In an essay about a relationship that she will not describe explicitly (“I split against the sounds he made …”), she examines the expectations of women to tell their stories of surviving abuse. Using the horror trope of a final girl—the one who ultimately escapes the crazed male murderer—Nutt observes the assumption that “her survival is attached to telling; she is expected to say it, to tell, again and again; she can’t live without a saying so revealing she is bare before the audience, the moment is bare.”

Here again, there is the initial violence that remains off the page—the violence that Nutt did not author—and a second, implied violence, the one where women become responsible for recounting the events they endured at the hands of men, as if “he and I were, are, both on trial.” In pointing to two different but related violences, Nutt upends her assigned role as final girl and offers a searing criticism as director of her own narrative.

As Nutt dances between real and imagined horror, she questions herself at every turn, like the final girl choosing which door to enter, which way to safety. “Perhaps I am ascribing significance to something that does not deserve any,” she muses, connecting the search for figures on-screen to her own obsession with signifying the ephemera of her life. Nutt considers the “heavy feeling” that has followed her throughout the years, understanding that our culture warns against despair, however justified: “I try to stop the feeling—rather than slow my descent—I feel more upset. I tell myself, This is just a feeling. I shrink the intensity. I telescope heaviness with words like only and just.” Once she has convinced herself that she is making ghosts of her own outline, she recalls how in horror movies “the characters laugh so hard at themselves for being afraid, they miss the shadow approaching them.”

For Nutt, she sees herself in relation to a family history of suicide, moving between a lifetime of ongoing grief alongside her own fears of the heavy feeling that resides in her. Against the norm of grieving either temporarily or privately, Nutt reveals her wounds and allows her camera to linger on the pain. She frets over not being polite when talking to a friend about death, but in Night Rooms, she determines that politeness is not a key to anyone’s survival. In a world where suicide rates grow while frank conversations around mental health falter, Nutt opens a door to a room we have not looked at long or hard enough. “I have felt the future closing in instead of expanding,” she writes, “I have imagined days and nights tilting forward without me.” I read these sentences and felt my held breath exhaling in appreciation of her honesty.

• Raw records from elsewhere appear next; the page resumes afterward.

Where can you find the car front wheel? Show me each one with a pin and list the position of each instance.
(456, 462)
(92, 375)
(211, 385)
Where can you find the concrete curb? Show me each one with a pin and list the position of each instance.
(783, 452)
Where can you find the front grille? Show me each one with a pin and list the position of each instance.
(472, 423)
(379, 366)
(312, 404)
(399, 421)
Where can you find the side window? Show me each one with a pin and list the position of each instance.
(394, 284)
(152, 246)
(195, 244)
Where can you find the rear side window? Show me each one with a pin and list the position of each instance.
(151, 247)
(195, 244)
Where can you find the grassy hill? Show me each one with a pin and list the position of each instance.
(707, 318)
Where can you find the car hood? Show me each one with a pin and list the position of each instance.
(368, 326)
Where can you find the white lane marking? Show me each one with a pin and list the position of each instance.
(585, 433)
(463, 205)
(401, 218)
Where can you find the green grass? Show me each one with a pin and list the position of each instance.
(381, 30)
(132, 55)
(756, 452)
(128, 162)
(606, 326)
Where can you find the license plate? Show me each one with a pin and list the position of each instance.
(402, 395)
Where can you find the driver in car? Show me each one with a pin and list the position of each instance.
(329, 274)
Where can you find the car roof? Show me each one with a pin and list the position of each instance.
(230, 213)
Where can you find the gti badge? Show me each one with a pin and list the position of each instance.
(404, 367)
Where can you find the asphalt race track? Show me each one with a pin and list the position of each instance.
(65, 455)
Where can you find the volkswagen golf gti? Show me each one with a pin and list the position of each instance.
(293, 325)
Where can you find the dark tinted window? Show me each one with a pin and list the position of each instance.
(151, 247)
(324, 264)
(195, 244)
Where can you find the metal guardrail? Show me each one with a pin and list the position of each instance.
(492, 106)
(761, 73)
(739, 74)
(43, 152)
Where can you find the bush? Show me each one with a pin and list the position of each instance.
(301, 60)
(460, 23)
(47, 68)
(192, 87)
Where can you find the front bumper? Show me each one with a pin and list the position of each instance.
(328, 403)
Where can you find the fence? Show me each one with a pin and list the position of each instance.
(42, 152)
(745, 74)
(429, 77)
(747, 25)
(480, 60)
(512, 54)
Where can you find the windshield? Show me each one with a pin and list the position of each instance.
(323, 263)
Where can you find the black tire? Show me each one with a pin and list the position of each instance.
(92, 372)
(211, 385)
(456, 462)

Where we cannot trust an unreliable narrator because they appear unaware of their biases, Nutt’s own admissions of uncertainty make her voice sing with vulnerability, a channel toward a deeper authority. “Who decided despair was darkness?” she asks, confronting the societal expectation—especially of women—to smile. “Who feels it as an awful painful blast of light?” Nutt worries that her tendency toward despair is like that of an infected character in a zombie film, who will hide their illness to appear normal, but at a cost to themselves and—eventually—others. Instead, she carves a path for heavy feelings: “Survival may have less to do with strength and bravery and more to do with tenderness and vulnerability. Asking how long can I sit here with this feeling?” Night Rooms becomes a meditation in sitting with haunting feelings that linger long after the final girl’s last page.

Night Rooms, by Gina Nutt. Columbus, Ohio: Two Dollar Radio, March 2021. 173 pages. $15.99, paper.

Ben Lewellyn-Taylor lives in Dallas, TX. He is an MFA student in Antioch University’s low-residency program. His essays and reviews appear in New South, No Contact, and New Critique, among others.